The language must have "intelligent IDE support", I don't mean specifically support for the "Language Server Protocol" spec.
The language must not do garbage collection at runtime.
The language must not have undefined behavior. Having UB within isolated discouraged sections (like unsafe blocks) it's okay.
The language must not allow pointer arithmetic or casting an integer to a pointer, or similar unsafe operations.
Crossplatform means the language is able to answer yes to these two questions:
"Is it a good experience to write medium-sized programs that will work on all platforms the compiler supports?"
"Can you easily compile TO any platform FROM any platform?"

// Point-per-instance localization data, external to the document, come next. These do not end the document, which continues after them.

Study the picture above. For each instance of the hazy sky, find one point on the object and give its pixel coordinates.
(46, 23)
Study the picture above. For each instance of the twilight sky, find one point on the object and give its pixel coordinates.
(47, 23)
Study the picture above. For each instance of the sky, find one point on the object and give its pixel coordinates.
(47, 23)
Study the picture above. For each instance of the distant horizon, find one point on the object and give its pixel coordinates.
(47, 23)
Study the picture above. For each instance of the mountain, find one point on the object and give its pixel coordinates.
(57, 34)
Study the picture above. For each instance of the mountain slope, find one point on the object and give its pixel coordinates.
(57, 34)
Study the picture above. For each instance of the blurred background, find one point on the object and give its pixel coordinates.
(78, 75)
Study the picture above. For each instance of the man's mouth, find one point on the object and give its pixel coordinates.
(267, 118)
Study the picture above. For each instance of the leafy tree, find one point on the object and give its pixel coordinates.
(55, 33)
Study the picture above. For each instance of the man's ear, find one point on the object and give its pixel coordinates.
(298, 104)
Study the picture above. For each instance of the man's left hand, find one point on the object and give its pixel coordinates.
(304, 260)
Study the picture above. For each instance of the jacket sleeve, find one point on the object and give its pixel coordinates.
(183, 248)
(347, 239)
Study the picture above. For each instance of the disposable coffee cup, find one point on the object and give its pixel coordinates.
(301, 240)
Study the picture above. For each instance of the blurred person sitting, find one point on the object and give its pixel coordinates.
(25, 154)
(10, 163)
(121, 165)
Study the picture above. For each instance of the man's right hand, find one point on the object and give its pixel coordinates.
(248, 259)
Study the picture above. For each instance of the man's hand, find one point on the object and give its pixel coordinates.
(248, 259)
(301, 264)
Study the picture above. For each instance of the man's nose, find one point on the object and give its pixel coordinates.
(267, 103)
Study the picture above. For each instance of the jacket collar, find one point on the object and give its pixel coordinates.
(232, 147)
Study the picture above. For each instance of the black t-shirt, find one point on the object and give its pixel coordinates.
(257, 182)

The language must do type checking at compile time / JIT and require explicit conversion for otherwise unsafe operations.
The language must track variable ownership.
The language must have a large community of users, and a reasonably big corpus of third-party libraries.
The language must be able to produce dependencyless binaries of tiny size for simple programs.
TODO: define size for hello world
TODO
The language must not be notorious for having compile-times of over a few minutes for huge projects.
The syntax that deals with types should be turing-complete (or close to it).
Setting up a development environment and compilation toolchain for the language should take up less than 250MB of your disk space.
Full type erasure means the types are completely gone at runtime by default (optional explicit decoration per-declaration is okay).